I'm writing a server application which has to do a lot of MySQL queries per second triggered by connected clients and I'm wondering what would be the best way to improve performance apart from a good structured database.
My idea was to cache some of the data and just send the cached data instead of performing a new query. Just like a database has different tables the cache would have to deal with these different "structures" (objects). Since the clients connected to the server are indirectly able to alter the data I must be able to edit the cached data (and at some point be able to update my database but this shouldn't be too difficult). Here a short list of what I need to be able to do:
- edit the cached data/objects
- delete old data/objects and add new data/objects
- order the data by some kind of priority (last used)
- identify the data by some sort of id
I thought either a vector or a queue/priority_queue would be a good idea. This way I could create a queue or vector for every table/object I want to cache (didn't perform any tests since I wanted to get more opinions before I might waste my time). The largest object stored in these caching structures would be around 1 kilobyte (most likely smaller) and the smallest maybe 96 bytes.
Per caching structure I would not have to store more than 50.000 objects and I think I could work with 10 different structures (everyone for a different object type).
The most important part is speed otherwise I could just perform the queries. It's not just that I would have to make the queries but also create a new object afterwards instead of just reuse or resend the old object.
So here is my question:
- What would be the best way to cache the data/objects based on the provided information AND WHY?
Edit: Oh and when I mean structures I don't mean struct I just didn't know how I should refer to vector queue map etc. at the same time maybe container would have been better :).

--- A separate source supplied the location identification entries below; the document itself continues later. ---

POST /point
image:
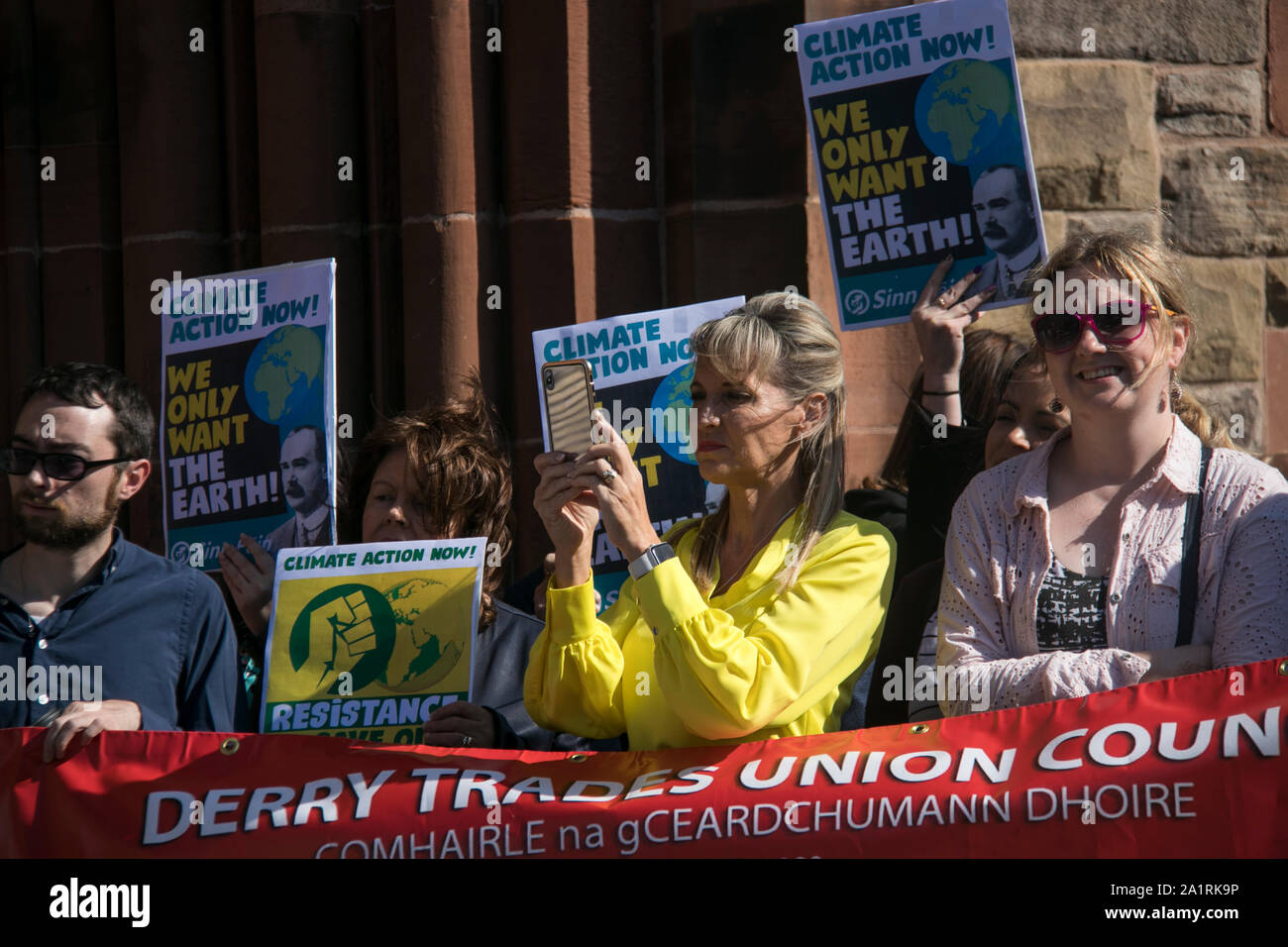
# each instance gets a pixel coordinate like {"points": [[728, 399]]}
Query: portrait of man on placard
{"points": [[1009, 227], [304, 482]]}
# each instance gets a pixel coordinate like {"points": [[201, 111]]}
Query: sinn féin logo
{"points": [[857, 302]]}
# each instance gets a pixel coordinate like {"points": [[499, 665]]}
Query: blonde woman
{"points": [[751, 624], [1131, 547]]}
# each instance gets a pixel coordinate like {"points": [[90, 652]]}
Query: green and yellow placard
{"points": [[368, 641]]}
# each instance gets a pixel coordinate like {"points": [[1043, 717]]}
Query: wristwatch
{"points": [[649, 558]]}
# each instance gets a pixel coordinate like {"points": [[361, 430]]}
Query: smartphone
{"points": [[570, 402]]}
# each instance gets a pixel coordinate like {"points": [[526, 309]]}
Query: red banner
{"points": [[1189, 767]]}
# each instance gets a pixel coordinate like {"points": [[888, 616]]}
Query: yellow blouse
{"points": [[670, 667]]}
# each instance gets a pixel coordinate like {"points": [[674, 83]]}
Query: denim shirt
{"points": [[1000, 552], [143, 629]]}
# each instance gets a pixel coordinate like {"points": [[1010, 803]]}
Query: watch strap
{"points": [[649, 558]]}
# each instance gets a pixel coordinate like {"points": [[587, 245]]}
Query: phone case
{"points": [[570, 402]]}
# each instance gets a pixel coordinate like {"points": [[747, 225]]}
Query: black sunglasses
{"points": [[59, 467], [1115, 328]]}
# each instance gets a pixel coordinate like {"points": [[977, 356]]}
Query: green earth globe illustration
{"points": [[282, 375], [964, 108], [674, 423]]}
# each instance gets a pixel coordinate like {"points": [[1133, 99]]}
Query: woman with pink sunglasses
{"points": [[1134, 545]]}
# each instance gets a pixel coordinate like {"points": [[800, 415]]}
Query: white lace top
{"points": [[999, 553]]}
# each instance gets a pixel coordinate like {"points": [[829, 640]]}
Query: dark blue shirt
{"points": [[158, 630]]}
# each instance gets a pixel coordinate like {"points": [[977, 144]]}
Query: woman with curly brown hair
{"points": [[437, 474]]}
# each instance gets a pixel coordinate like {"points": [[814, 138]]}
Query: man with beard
{"points": [[304, 479], [1009, 227], [77, 595]]}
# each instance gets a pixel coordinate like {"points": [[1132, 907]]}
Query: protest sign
{"points": [[368, 641], [921, 151], [248, 423], [643, 368], [1181, 768]]}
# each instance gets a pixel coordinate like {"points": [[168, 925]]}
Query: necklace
{"points": [[725, 581]]}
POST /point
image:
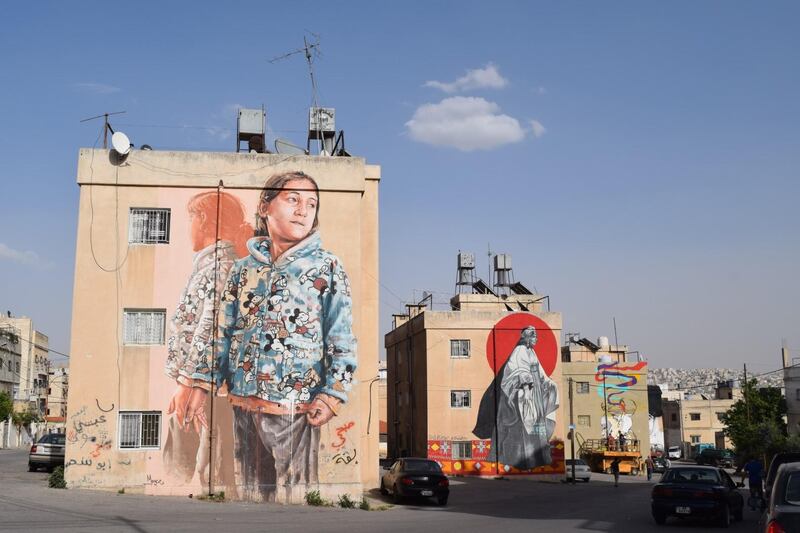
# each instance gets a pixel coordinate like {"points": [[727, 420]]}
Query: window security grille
{"points": [[144, 326], [459, 348], [460, 398], [148, 226], [462, 450], [139, 429]]}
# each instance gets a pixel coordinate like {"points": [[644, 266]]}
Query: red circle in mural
{"points": [[505, 336]]}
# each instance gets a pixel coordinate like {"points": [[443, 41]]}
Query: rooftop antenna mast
{"points": [[106, 125]]}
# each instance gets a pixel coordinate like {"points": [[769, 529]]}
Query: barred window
{"points": [[148, 226], [462, 449], [460, 398], [459, 348], [140, 429], [144, 326]]}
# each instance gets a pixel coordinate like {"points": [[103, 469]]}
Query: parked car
{"points": [[660, 464], [582, 470], [783, 511], [715, 457], [47, 453], [777, 460], [697, 491], [412, 477]]}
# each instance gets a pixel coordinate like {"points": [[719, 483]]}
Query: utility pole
{"points": [[744, 392], [571, 432]]}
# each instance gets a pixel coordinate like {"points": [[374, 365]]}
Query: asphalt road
{"points": [[27, 504]]}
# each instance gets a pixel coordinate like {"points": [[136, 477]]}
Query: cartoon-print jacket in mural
{"points": [[192, 326], [285, 330]]}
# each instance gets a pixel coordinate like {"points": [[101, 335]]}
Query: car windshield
{"points": [[793, 489], [419, 465], [692, 475]]}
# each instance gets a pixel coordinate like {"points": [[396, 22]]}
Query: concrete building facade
{"points": [[610, 396], [478, 388], [208, 356], [34, 365]]}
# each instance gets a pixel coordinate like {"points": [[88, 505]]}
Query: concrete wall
{"points": [[110, 275], [493, 334]]}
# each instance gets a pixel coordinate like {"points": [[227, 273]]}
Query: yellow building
{"points": [[206, 359], [478, 388], [610, 398]]}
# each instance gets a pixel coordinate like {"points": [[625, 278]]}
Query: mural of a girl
{"points": [[527, 400], [285, 350], [192, 332]]}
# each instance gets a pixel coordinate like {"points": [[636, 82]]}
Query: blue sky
{"points": [[638, 160]]}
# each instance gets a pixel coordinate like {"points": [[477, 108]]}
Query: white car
{"points": [[582, 471]]}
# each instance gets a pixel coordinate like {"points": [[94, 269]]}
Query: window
{"points": [[462, 450], [140, 429], [459, 348], [143, 326], [148, 226], [460, 398]]}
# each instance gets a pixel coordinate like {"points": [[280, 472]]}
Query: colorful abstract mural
{"points": [[614, 381], [517, 414]]}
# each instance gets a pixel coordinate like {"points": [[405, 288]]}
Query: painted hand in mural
{"points": [[196, 410], [179, 401], [319, 413]]}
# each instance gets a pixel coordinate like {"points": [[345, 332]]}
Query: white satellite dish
{"points": [[121, 143]]}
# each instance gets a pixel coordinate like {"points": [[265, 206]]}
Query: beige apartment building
{"points": [[195, 336], [463, 386], [610, 397], [31, 392], [694, 420]]}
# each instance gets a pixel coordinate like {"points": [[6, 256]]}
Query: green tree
{"points": [[6, 405], [756, 423]]}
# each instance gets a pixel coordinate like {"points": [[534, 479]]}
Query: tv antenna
{"points": [[311, 51], [106, 125]]}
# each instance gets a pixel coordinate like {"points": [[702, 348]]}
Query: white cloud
{"points": [[465, 123], [479, 78], [537, 128], [96, 88], [26, 258]]}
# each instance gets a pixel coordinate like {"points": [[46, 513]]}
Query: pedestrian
{"points": [[615, 471], [648, 464]]}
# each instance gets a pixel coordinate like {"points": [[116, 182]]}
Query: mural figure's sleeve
{"points": [[339, 359], [216, 354]]}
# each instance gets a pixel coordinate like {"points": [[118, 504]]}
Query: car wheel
{"points": [[725, 517]]}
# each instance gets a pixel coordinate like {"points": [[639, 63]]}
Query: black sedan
{"points": [[416, 478], [698, 492], [783, 512]]}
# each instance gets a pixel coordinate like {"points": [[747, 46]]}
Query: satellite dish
{"points": [[121, 143]]}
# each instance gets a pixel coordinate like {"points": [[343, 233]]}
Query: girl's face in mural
{"points": [[290, 215]]}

There are many thing to consider, but in general I would base relational mapping in your case on the Row Data Gateway pattern (RDG). If you don't have too many different object types, this approach to architecture should scale good enough. RDG should facilitate your caching implementation if you constrain cache book-keeping to the Finder class.
If you have the time and will, check out the Patterns of Enterprise Application Architecture from Martin Fowler. It's a well of good information.
Now to the specifics...
Typically you would use some auto-incremented integer column in the database for this. You can use unordered_map to pull those objects from the cache quickly. Since you have all the objects in your cache, for the sake of optimization, you could also implement some of the
find*
functions to search the cache first. You can use unordered_map/unordered_multimap to 'index' some of the data, if your search time is highly restricted, or just stick to the good old map/multimap. However, this is doubling the work, and you already have it for free in the database these kinds of queries.Dirty data shouldn't be visible to the rest of the system until you actually write it to the database. Once you kick the update, and if all goes as intended, you can either replace the object in cache with the one you used for update, or simply delete the object in cache and let other readers pick it up from the database (which will result in caching the object again). You can implement this by cloning the original Gateway object, but the bottom-line is that you should have some locking strategy implemented.
Here you simply delete object from cache, and try to delete from the database. If deletion fails in the database, other readers will cache it. Just make sure that no client can access the same record while you're in the process od deletion. When adding new records, you simply instantiate Gateway object, pass it to the domain level object, and when you're done with the changes, call insert on the Gateway object. You can either put the new Gateway object to the cache, or simply let the first reader to put it into the cache.
This is a matter of selecting the best caching algorithm. This is not an easy question to answer, but LRU should work just fine. Without actual metrics, there is no right answer, but LRU is simple to implement and if it doesn't stand to your requirements, just do the metrics and decide on a new algorithm. Make sure that you can do that seamlessly by having a good interface to the cache. One other thing to have in mind is that your domain level objects should never depend on the limits of your cache. If you need 100k objects, but you have only 50k cache , you're still having all 100k objects in memory, but 50k of them are in the cache. In other words, your objects should not depend on the state of your cache, and also should not care if you have caching at all.
Next, if you're still baring with the idea of RDG, you are simply caching Gateway object in your cache. You can keep instances of the Gateway objects in your cache by means of shared_ptr, but should also consider you locking strategy (optimistic vs pessimistic), if you want to avoid dirty writes. Also, all your Gateways (one for every table), can inherit the same interface, so you can generalize your save/load strategies, and also, you would be able to use single pool while keeping things simple. (Check out boost::pool. Maybe it can help you with the cache implementation.)
One final point:
The cake is a lie! :D No matter what you decide to do, make sure that it is based on a decent amount of performance metrics. If you improve performance by 20%, and you spent 2 months doing it, maybe it is a worthwhile to think about putting few more gigs of RAM to your hardware. Make some easy verifiable proof of concept, which will give you enough info whether implementing your cache pays up, and if not, try some of the tested and reliable solutions off the shelf (memcached or such, as @Layne already commented).